Sicher werden auch noch Fremdkapitalgeber wie zum Beispiel Banken und Lieferanten zur Kasse gebeten werden – wie bei jeder Insolvenz. Und auch der Ruf nach dem Staat ist bereits ertönt. Großunternehmen genießen eben, im Gegensatz zu kleinen und mittleren Firmen, die Aufmerksamkeit der Öffentlichkeit und damit auch der Politik. So wird im Fall Schlecker abermals über eine Transfergesellschaft diskutiert, in der die Entlassenen aufgefangen werden sollen – unterstützt vom Staat, was den Steuerzahler Millionen kosten wird.
Mickriger Sozialplan
Eine wirkliche Hilfe ist dies aber genauso wenig wie ein mickriger Sozialplan. Die meisten der in eine Transfergesellschaft überführten Beschäftigten werden nach einem Jahr keine neue Arbeit gefunden haben. Ihnen droht in Anbetracht der schlechten Arbeitsmarktlage für Verkäuferinnen dann die Erwerbslosigkeit. So müssen am Ende für die Krise des Unternehmens wirklich nur die haften, die sie nicht verursacht haben.
Bei Schlecker wurden am Dienstag die ersten Kündigungen ausgesprochen. „Wir haben die Listen mit den zu entlassenden Mitarbeitern erhalten“, sagte Grit Walz, Betriebsrätin im Bezirk Baden-Baden. Die ersten Mitarbeiter seien schon informiert worden. Daneben laufen jetzt die Vorbereitungen für Auffanggesellschaften, in denen die Betroffenen weiterqualifiziert werden können, ohne in die Arbeitslosigkeit zu rutschen – obwohl die Finanzierung noch nicht steht. Laut ver.di-Verhandlungsführer Bernhard Franke sollen sie schon in dieser Woche die Arbeit aufnehmen. Sie sollen vorbereitende Gespräche führen und ein Profil der zu betreuenden Mitarbeiter erstellen. (dapd)
Statt wie geplant die Schlecker-Reste an neue private Investoren zu verkaufen, wäre jedoch eine weit bessere Lösung möglich: die staatlich flankierte Übernahme des Unternehmens in Belegschaftseigentum zu einem symbolischen Preis von einem Euro.
Für ein Unternehmen in der Hand der Belegschaft sind dann verschiedene Formen vorstellbar. Ein „Mitarbeiter-Schlecker“ könnte als Aktiengesellschaft, GmbH oder Genossenschaft organisiert werden.

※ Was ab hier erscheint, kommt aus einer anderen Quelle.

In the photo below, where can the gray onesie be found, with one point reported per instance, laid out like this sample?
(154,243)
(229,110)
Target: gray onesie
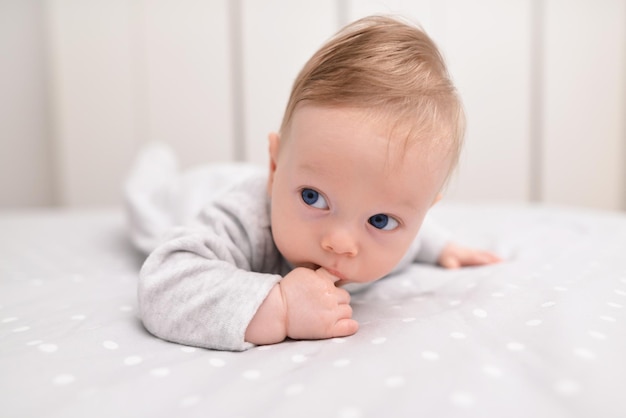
(204,283)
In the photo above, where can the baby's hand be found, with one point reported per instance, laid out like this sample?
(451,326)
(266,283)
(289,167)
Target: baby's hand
(315,307)
(454,256)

Die Belegschaft hätte die Möglichkeit, in einem Gesellschaftsvertrag über die derzeit geltenden gesetzlichen Regelungen der Mitbestimmung hinaus jede nur denkbare Form der demokratischen Kontrolle und Entscheidungsfindung festzuschreiben.

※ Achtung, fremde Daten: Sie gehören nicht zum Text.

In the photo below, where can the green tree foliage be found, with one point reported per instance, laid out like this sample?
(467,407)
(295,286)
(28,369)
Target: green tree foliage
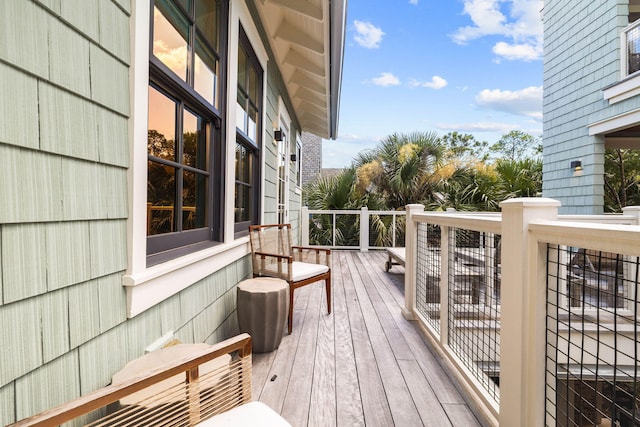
(517,145)
(465,147)
(401,168)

hat als Arbeitsdirektor in der Stahlindustrie gearbeitet und ist heute Professor für Wirtschaftswissenschaften an der Westfälischen Hochschule Gelsenkirchen. Er gehört der Arbeitsgruppe Alternative Wirtschaftspolitik an.
Aus der Rettung in der Not würde so ein wichtiger Schritt auf Neuland: Die Beschäftigten könnten sich eine eigene Führungsmannschaft wählen, sie könnten uneingeschränkt mitbestimmen über die Geschäftspolitik und die Strategie, über Investitionen und Gewinnverwendung. Und sie könnten für „gute Arbeit“ im Unternehmen sorgen und damit für mehr Produktivität und Effizienz.
Größtes Kapital der Firma
Denn keiner kennt ein Unternehmen – seine Stärken und Schwächen wie auch die Erwartungen der Kunden – so gut wie die Beschäftigten. Sie sind das größte Kapital jeder Firma. Ihr Einsatz, ihre Erfahrung und ihr Sachverstand käme dem Unternehmen noch mehr zugute, wenn sie sich mit ihm identifizieren könnten: als Eigentümer, die nicht nur mit einem Lohn abgespeist werden, sondern denen der Gewinn selbst gehört.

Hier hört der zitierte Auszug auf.